Analyzing My Shows and Movie Habits

Published on 22 February 2020

Today, I decided to readd a watches page, but this time it isn’t built from hundreds of posts, but from the data that I get directly from Trakt’s API. I built a small tool called trakt-collector used to collect your history and save it in JSON format.

The Trakt API gives you so much information about every episode and every movie: from the title, to the rating, description, channel where it aired, when it aired first, the countries where it aired, etc, etc. I don’t actually need all that information, but it’s never too much to store.

So, and about the watches page: I decided to build a simple thing. It’s an exhaustive list, sorted by watch date with the most recent on top. I decided to put the series before the movies because it’s what gets updated more.

I have a script on my server that runs every day and updates the page on this website with the new information provided by the API. It generates a simple JSON (as you can see bellow) that is then fed to the page and the HTML gets generated.

{
  "movies": [
    {
      "title": "Airplane Mode",
      "watched": "2020-01-27T07:57:30.000Z",
      "url": "https://trakt.tv/movies/airplane-mode-2020"
    },
    {
      "title": "Murder Mystery",
      "watched": "2020-01-24T22:19:02.000Z",
      "url": "https://trakt.tv/movies/murder-mystery-2019"
    },
    // ...
  ],
  "series": [
    {
      "title": "Young Sheldon",
      "watched": "2020-02-22T14:39:07.000Z",
      "url": "https://trakt.tv/shows/young-sheldon"
    },
    {
      "title": "#CasaDoCais",
      "watched": "2020-02-20T23:54:53.000Z",
      "url": "https://trakt.tv/shows/casadocais"
    },
    // ...
  ]
}

Meanwhile, I thought: “what about doing some pseudo-analysis to the data I’ve been collecting?”. After all, Trakt’s “Year in a Review” feature is for premium users, which I’m not.
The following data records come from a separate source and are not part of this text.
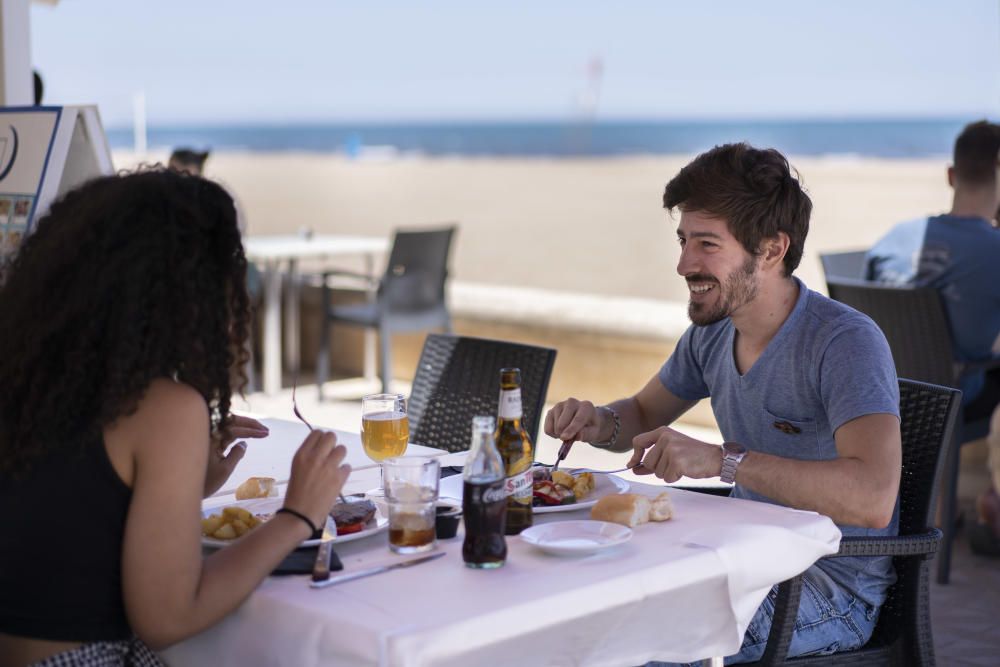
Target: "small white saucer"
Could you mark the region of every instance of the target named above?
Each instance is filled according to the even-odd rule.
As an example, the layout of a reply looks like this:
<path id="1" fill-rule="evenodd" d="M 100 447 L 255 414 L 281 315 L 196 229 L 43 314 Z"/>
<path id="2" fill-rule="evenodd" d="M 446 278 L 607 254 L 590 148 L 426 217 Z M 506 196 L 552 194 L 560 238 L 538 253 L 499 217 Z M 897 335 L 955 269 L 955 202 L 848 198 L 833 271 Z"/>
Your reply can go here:
<path id="1" fill-rule="evenodd" d="M 586 556 L 632 539 L 632 529 L 607 521 L 559 521 L 532 526 L 521 539 L 556 556 Z"/>

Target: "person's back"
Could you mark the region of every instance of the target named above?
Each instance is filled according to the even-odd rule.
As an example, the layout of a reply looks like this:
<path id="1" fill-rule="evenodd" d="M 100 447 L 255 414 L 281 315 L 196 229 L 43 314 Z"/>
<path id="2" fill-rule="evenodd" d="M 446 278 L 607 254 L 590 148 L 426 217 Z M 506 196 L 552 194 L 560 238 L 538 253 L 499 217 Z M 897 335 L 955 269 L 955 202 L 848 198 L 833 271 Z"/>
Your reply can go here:
<path id="1" fill-rule="evenodd" d="M 985 121 L 965 128 L 955 142 L 948 170 L 955 190 L 950 212 L 896 225 L 872 246 L 867 277 L 893 285 L 937 289 L 963 361 L 1000 354 L 1000 231 L 993 224 L 1000 206 L 1000 125 Z M 961 389 L 973 401 L 982 374 Z"/>

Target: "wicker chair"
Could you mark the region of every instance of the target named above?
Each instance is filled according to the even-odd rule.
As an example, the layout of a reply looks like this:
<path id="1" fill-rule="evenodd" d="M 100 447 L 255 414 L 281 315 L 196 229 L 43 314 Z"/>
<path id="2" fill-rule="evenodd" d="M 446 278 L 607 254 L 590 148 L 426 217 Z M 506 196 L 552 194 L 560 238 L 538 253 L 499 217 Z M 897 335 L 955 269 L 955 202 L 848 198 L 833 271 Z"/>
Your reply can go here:
<path id="1" fill-rule="evenodd" d="M 863 280 L 827 276 L 830 298 L 860 310 L 882 329 L 899 377 L 945 387 L 960 387 L 964 377 L 1000 366 L 1000 361 L 959 362 L 954 356 L 951 328 L 941 295 L 932 287 L 893 287 Z M 958 515 L 958 471 L 961 445 L 989 432 L 992 410 L 963 414 L 955 428 L 957 446 L 951 448 L 942 481 L 941 527 L 944 541 L 938 554 L 939 583 L 948 583 L 951 546 Z"/>
<path id="2" fill-rule="evenodd" d="M 521 369 L 522 424 L 532 442 L 556 351 L 483 338 L 430 334 L 410 392 L 410 441 L 458 452 L 469 448 L 472 418 L 495 415 L 500 369 Z"/>
<path id="3" fill-rule="evenodd" d="M 330 354 L 333 322 L 374 328 L 379 333 L 379 376 L 382 391 L 389 391 L 392 376 L 392 334 L 402 331 L 451 331 L 451 315 L 445 301 L 448 258 L 455 227 L 418 231 L 397 231 L 389 253 L 389 263 L 381 280 L 346 271 L 323 274 L 323 318 L 319 353 L 316 357 L 316 385 L 323 400 Z M 346 276 L 364 281 L 375 291 L 369 303 L 331 305 L 329 279 Z"/>
<path id="4" fill-rule="evenodd" d="M 912 380 L 899 381 L 903 472 L 899 487 L 898 537 L 846 537 L 838 556 L 893 556 L 896 583 L 879 613 L 871 639 L 856 651 L 786 659 L 799 606 L 801 576 L 778 587 L 774 621 L 759 665 L 934 664 L 931 634 L 930 559 L 941 531 L 933 527 L 938 474 L 953 446 L 952 429 L 962 392 Z"/>

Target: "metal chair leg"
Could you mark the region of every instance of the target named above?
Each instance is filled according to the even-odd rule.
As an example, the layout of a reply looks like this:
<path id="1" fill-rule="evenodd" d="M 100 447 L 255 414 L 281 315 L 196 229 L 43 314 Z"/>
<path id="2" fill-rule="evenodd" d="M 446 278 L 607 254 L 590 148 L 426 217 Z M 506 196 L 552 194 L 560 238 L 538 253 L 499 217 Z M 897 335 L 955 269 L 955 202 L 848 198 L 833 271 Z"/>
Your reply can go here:
<path id="1" fill-rule="evenodd" d="M 392 334 L 386 327 L 379 327 L 379 377 L 382 379 L 382 393 L 389 393 L 389 383 L 392 381 Z"/>
<path id="2" fill-rule="evenodd" d="M 951 548 L 955 542 L 955 529 L 958 523 L 958 470 L 961 462 L 962 429 L 955 427 L 955 441 L 948 453 L 948 461 L 944 470 L 947 476 L 941 496 L 941 546 L 937 555 L 937 582 L 947 584 L 951 576 Z"/>
<path id="3" fill-rule="evenodd" d="M 323 402 L 323 383 L 330 367 L 330 290 L 323 284 L 323 298 L 320 310 L 319 351 L 316 353 L 316 390 L 319 401 Z"/>

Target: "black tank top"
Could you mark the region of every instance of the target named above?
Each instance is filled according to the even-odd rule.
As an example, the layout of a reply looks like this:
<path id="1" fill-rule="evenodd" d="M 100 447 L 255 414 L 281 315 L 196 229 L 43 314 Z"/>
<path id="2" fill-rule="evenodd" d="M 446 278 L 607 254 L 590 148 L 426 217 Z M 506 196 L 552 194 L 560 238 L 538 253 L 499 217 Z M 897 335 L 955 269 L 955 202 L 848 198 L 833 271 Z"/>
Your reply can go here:
<path id="1" fill-rule="evenodd" d="M 63 641 L 131 636 L 122 542 L 132 490 L 98 438 L 16 479 L 0 473 L 0 632 Z"/>

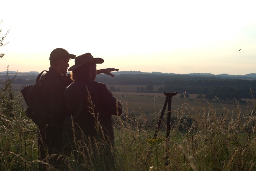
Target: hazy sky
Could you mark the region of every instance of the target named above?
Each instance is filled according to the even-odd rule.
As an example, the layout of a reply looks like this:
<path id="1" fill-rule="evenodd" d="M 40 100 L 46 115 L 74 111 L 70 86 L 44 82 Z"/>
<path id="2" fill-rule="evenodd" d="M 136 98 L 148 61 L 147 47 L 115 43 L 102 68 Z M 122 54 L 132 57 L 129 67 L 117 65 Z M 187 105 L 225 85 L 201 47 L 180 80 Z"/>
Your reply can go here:
<path id="1" fill-rule="evenodd" d="M 6 53 L 0 71 L 7 65 L 47 70 L 51 51 L 62 47 L 102 58 L 98 69 L 256 73 L 255 0 L 8 0 L 0 6 L 0 36 L 10 29 L 9 44 L 0 47 Z"/>

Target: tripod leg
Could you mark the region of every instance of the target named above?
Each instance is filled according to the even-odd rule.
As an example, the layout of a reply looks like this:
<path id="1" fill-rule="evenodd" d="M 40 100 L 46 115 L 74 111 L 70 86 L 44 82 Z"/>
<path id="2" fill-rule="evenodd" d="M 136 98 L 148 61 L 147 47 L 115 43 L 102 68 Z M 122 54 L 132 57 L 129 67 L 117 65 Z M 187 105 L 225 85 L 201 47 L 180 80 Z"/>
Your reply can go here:
<path id="1" fill-rule="evenodd" d="M 163 119 L 163 117 L 164 116 L 165 109 L 166 108 L 166 106 L 167 106 L 167 102 L 168 102 L 168 99 L 167 97 L 166 100 L 165 100 L 165 104 L 164 105 L 164 106 L 163 107 L 163 109 L 162 109 L 162 112 L 161 113 L 161 115 L 160 116 L 160 118 L 159 118 L 159 120 L 158 121 L 158 124 L 157 124 L 157 129 L 155 130 L 155 134 L 154 135 L 153 139 L 155 139 L 156 138 L 156 136 L 157 136 L 157 133 L 158 133 L 158 130 L 159 130 L 159 128 L 160 128 L 160 125 L 162 123 L 162 120 Z"/>
<path id="2" fill-rule="evenodd" d="M 169 97 L 168 100 L 168 112 L 167 113 L 167 128 L 166 130 L 166 165 L 168 165 L 168 159 L 169 156 L 168 153 L 169 149 L 170 130 L 171 129 L 171 110 L 172 105 L 172 97 Z"/>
So I’ve never been able to get yearly statistics.

I decided to use a library I discovered recently on Hacker News called vega-lite which allows me to produce beautiful SVGs representing the data. All the code needed to produce the figures you’ll see below can be found on the repository.
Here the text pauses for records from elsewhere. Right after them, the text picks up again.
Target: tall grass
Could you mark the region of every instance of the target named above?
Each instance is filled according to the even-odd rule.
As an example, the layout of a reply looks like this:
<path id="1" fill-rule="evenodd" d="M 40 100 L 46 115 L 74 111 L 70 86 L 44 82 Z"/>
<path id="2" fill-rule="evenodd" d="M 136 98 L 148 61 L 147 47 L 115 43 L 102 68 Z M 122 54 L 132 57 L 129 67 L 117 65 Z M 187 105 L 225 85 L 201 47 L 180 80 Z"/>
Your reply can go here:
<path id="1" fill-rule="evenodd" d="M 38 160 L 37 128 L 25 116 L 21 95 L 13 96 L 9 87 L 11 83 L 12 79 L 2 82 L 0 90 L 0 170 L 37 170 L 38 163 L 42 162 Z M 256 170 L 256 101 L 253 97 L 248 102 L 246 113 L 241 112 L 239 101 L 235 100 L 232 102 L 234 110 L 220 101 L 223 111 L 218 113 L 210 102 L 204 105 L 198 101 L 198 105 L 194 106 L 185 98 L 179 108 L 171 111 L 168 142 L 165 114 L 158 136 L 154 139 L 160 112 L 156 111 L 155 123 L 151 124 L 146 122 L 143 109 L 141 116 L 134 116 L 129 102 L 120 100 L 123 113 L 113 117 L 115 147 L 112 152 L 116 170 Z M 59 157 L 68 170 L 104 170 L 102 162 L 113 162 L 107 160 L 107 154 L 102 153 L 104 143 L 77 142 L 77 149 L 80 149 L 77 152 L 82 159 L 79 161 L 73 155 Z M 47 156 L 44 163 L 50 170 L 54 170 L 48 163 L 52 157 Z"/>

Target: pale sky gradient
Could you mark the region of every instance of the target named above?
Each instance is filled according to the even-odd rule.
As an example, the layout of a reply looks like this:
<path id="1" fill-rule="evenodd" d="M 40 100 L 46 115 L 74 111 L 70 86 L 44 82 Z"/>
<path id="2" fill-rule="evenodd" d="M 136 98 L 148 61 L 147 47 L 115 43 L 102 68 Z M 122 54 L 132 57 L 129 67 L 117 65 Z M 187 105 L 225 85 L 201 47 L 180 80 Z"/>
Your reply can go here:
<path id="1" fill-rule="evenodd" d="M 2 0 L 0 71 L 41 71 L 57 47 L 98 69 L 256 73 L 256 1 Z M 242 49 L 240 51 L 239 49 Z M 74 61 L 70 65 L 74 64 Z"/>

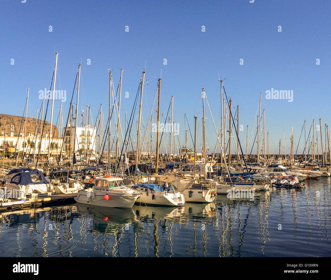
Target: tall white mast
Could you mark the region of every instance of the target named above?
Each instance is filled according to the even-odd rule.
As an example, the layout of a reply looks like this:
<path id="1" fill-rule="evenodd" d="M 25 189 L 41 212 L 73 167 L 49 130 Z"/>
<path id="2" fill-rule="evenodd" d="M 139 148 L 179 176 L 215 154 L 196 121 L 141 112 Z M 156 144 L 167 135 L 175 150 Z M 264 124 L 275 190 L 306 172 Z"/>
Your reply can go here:
<path id="1" fill-rule="evenodd" d="M 325 163 L 324 159 L 324 151 L 323 150 L 323 138 L 322 137 L 322 129 L 321 128 L 322 127 L 322 125 L 321 124 L 321 119 L 319 119 L 319 131 L 321 132 L 321 145 L 322 146 L 322 159 L 323 161 L 323 167 L 325 167 Z M 325 147 L 326 148 L 326 147 Z"/>
<path id="2" fill-rule="evenodd" d="M 313 134 L 313 142 L 312 142 L 312 146 L 311 146 L 311 154 L 312 157 L 312 161 L 313 162 L 315 160 L 315 119 L 314 119 L 312 120 L 312 127 L 313 129 L 312 130 L 312 134 Z M 317 132 L 316 132 L 316 133 Z"/>
<path id="3" fill-rule="evenodd" d="M 221 82 L 221 146 L 223 145 L 223 142 L 222 142 L 222 138 L 223 137 L 223 80 L 218 80 L 219 82 Z M 223 149 L 223 151 L 224 150 Z M 225 155 L 224 155 L 224 158 L 225 158 Z M 221 157 L 221 168 L 222 168 L 223 164 L 223 157 Z"/>
<path id="4" fill-rule="evenodd" d="M 237 162 L 239 162 L 239 105 L 237 105 L 237 131 L 238 133 L 237 138 L 237 149 L 238 153 L 237 154 Z"/>
<path id="5" fill-rule="evenodd" d="M 259 164 L 259 162 L 260 159 L 260 126 L 261 122 L 260 119 L 261 118 L 261 99 L 262 96 L 262 94 L 261 93 L 260 93 L 260 102 L 259 103 L 260 106 L 260 113 L 259 113 L 259 119 L 258 120 L 258 164 Z"/>
<path id="6" fill-rule="evenodd" d="M 121 69 L 121 76 L 120 78 L 119 78 L 119 96 L 118 98 L 118 120 L 117 120 L 117 126 L 116 127 L 116 131 L 117 131 L 117 137 L 116 137 L 116 151 L 115 153 L 115 160 L 118 160 L 118 157 L 119 156 L 118 154 L 119 153 L 119 143 L 118 142 L 118 139 L 119 138 L 119 115 L 120 115 L 120 110 L 121 108 L 121 92 L 122 91 L 122 73 L 123 71 L 123 69 L 122 68 Z"/>
<path id="7" fill-rule="evenodd" d="M 170 156 L 170 160 L 171 160 L 172 158 L 172 116 L 173 111 L 173 95 L 171 97 L 171 120 L 170 121 L 170 144 L 169 148 L 169 154 Z"/>
<path id="8" fill-rule="evenodd" d="M 306 146 L 306 121 L 305 121 L 305 165 L 306 165 L 307 162 L 307 152 L 306 149 L 307 149 L 307 146 Z"/>
<path id="9" fill-rule="evenodd" d="M 79 65 L 78 66 L 78 83 L 77 85 L 77 103 L 76 104 L 76 119 L 75 120 L 75 134 L 74 136 L 73 137 L 73 155 L 75 155 L 76 152 L 76 137 L 77 134 L 77 121 L 78 120 L 78 118 L 77 117 L 78 114 L 78 98 L 79 96 L 79 80 L 80 78 L 80 65 L 81 64 L 80 63 Z M 86 114 L 87 113 L 86 112 Z M 78 149 L 79 149 L 79 147 L 78 147 Z"/>
<path id="10" fill-rule="evenodd" d="M 53 83 L 53 94 L 52 98 L 52 111 L 51 113 L 51 126 L 49 129 L 49 142 L 48 143 L 48 154 L 47 160 L 49 162 L 49 153 L 51 150 L 51 138 L 52 135 L 52 124 L 53 121 L 53 109 L 54 108 L 54 96 L 55 93 L 55 81 L 56 80 L 56 69 L 58 66 L 58 52 L 56 53 L 55 66 L 54 72 L 54 83 Z"/>
<path id="11" fill-rule="evenodd" d="M 140 137 L 140 120 L 141 119 L 141 105 L 143 101 L 143 93 L 144 91 L 144 81 L 145 80 L 145 69 L 143 71 L 143 77 L 141 79 L 141 86 L 140 87 L 140 102 L 139 105 L 139 118 L 138 119 L 138 129 L 137 133 L 137 156 L 136 158 L 136 168 L 139 164 L 139 149 Z"/>
<path id="12" fill-rule="evenodd" d="M 27 95 L 26 95 L 26 108 L 25 109 L 25 123 L 24 124 L 24 138 L 23 141 L 23 158 L 24 158 L 24 148 L 25 147 L 25 133 L 26 130 L 26 115 L 27 113 L 27 101 L 29 100 L 29 88 L 27 89 Z M 27 151 L 27 145 L 26 147 L 26 151 Z M 18 156 L 17 157 L 18 158 Z"/>
<path id="13" fill-rule="evenodd" d="M 265 116 L 264 109 L 263 109 L 263 151 L 265 158 Z"/>
<path id="14" fill-rule="evenodd" d="M 202 137 L 203 137 L 203 147 L 202 153 L 203 154 L 203 157 L 205 158 L 205 163 L 207 162 L 207 157 L 206 157 L 206 131 L 205 130 L 205 89 L 202 88 L 202 110 L 203 111 L 202 117 Z M 207 169 L 205 168 L 205 178 L 207 178 Z"/>
<path id="15" fill-rule="evenodd" d="M 186 163 L 187 162 L 187 130 L 186 129 L 186 114 L 184 117 L 185 121 L 185 158 Z"/>
<path id="16" fill-rule="evenodd" d="M 112 85 L 112 71 L 108 69 L 108 72 L 109 73 L 109 110 L 108 111 L 109 119 L 108 119 L 108 147 L 107 150 L 108 151 L 108 168 L 110 167 L 110 116 L 111 115 L 111 110 L 110 109 L 111 105 L 111 89 Z"/>

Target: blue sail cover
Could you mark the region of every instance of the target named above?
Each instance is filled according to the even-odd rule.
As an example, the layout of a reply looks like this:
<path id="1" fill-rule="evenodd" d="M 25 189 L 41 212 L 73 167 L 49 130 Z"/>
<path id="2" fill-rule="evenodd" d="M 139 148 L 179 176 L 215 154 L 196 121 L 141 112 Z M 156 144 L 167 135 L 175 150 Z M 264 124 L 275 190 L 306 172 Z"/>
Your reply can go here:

First of all, I wanted to know which genres I’ve been watching more. I separated shows (collections of episodes) from movies to get an overview and this is what I got:

The unique shows are marked as and the movies marked as . It’s clear that most of the content I watch is drama-related or comedy. Also, please note that a movie or show can be categorized as more than one genre.
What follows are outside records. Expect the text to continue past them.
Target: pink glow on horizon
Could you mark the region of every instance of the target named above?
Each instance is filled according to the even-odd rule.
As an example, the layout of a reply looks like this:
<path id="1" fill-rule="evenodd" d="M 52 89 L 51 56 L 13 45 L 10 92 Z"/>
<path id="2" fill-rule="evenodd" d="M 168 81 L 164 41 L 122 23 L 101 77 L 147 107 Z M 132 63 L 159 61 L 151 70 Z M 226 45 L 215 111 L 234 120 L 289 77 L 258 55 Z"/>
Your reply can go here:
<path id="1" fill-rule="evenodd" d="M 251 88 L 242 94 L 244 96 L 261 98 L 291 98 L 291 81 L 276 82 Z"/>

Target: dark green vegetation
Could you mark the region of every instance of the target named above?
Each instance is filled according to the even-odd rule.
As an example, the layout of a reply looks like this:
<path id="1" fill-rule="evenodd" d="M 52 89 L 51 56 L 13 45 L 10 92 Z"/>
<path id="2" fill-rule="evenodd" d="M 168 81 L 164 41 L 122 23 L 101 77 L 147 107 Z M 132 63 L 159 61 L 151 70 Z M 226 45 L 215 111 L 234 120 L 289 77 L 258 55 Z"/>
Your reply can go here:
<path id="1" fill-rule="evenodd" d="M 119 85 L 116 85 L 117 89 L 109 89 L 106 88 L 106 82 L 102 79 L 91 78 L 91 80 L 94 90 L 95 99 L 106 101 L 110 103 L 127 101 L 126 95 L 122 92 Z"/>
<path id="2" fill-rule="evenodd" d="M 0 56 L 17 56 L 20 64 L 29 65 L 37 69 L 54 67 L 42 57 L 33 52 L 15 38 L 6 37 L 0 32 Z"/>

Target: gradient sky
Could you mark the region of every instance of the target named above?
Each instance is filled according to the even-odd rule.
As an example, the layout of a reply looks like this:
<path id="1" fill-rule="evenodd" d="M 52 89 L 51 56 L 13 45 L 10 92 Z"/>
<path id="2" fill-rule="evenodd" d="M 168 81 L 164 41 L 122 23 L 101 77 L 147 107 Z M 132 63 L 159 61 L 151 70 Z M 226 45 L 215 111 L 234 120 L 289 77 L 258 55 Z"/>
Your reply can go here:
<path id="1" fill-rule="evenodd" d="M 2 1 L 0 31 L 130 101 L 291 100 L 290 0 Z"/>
After that, I decided it would be interesting to see how’s my monthly activity. In this case, I did not reduce the show’s episode. Here, I’m counting every episode as one and every movie as one.

It’s clear that most of what I watch are TV shows, but that’s normal due to their intrinsic nature. It’s also interesting to see that November and December were the months where I watched most TV shows. However, I think this might’ve been an exception that happened last year. In addition, it may also be related to the schedule of the shows I watch. Most of them may be released on that time of the year.

Regarding to which day of the week I usually watch more TV shows - colored with -, it seems it doesn’t matter much. Please note that this chart takes the sum of all episodes and movies I watched on each weekday through 2019. In opposition to TV shows, it seems that I clearly watch more movies on Saturdays and Sundays.

And… I decided to leave the most exciting graph to the end. Here’s a year map where you can visualize in which days of the year I watched more media.

The closer a square is to , the more episodes or movies I watched on that day. By looking to the graph, I’d say that I watched something on about 50% of the days of the year, if not more.

This was actually a nice experiment and I will probably repeat this kind of analysis with other data.